Towards End-to-End Neuromorphic Event-based 3D Object Reconstruction Without Physical Priors
Chuanzhi Xu, Langyi Chen, Haodong Chen, Vera Chung, Qiang Qu
TL;DR
The paper tackles monocular neuromorphic 3D reconstruction without physical priors by proposing an end-to-end dense voxel framework. It combines a Sobel-based event representation (Sobel Event Frame) with an Efficient Channel Attention–enhanced 3D ResNet to learn edge-focused features from event streams, plus a principled, representation-dependent binarization threshold selection. On SynthEVox3D, the approach yields a 54.6% improvement in mIoU over the baseline E2V and approaches traditional multi-view results, demonstrating robust performance under rapid motion. These contributions reduce reliance on priors and pipelines, enabling more scalable and resilient 3D reconstruction from neuromorphic cameras in challenging environments.
Abstract
Neuromorphic cameras, also known as event cameras, are asynchronous brightness-change sensors that can capture extremely fast motion without suffering from motion blur, making them particularly promising for 3D reconstruction in extreme environments.
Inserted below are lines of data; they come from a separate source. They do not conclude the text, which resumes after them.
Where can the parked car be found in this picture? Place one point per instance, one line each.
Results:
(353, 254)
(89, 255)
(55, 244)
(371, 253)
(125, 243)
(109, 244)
However, existing research on 3D reconstruction using monocular neuromorphic cameras is limited, and most of the methods rely on estimating physical priors and employ complex multi-step pipelines. In this work, we propose an end-to-end method for dense voxel 3D reconstruction using neuromorphic cameras that eliminates the need to estimate physical priors. Our method incorporates a novel event representation to enhance edge features, enabling the proposed feature-enhancement model to learn more effectively. Additionally, we introduced Optimal Binarization Threshold Selection Principle as a guideline for future related work, using the optimal reconstruction results achieved with threshold optimization as the benchmark. Our method achieves a 54.6% improvement in reconstruction accuracy compared to the baseline method.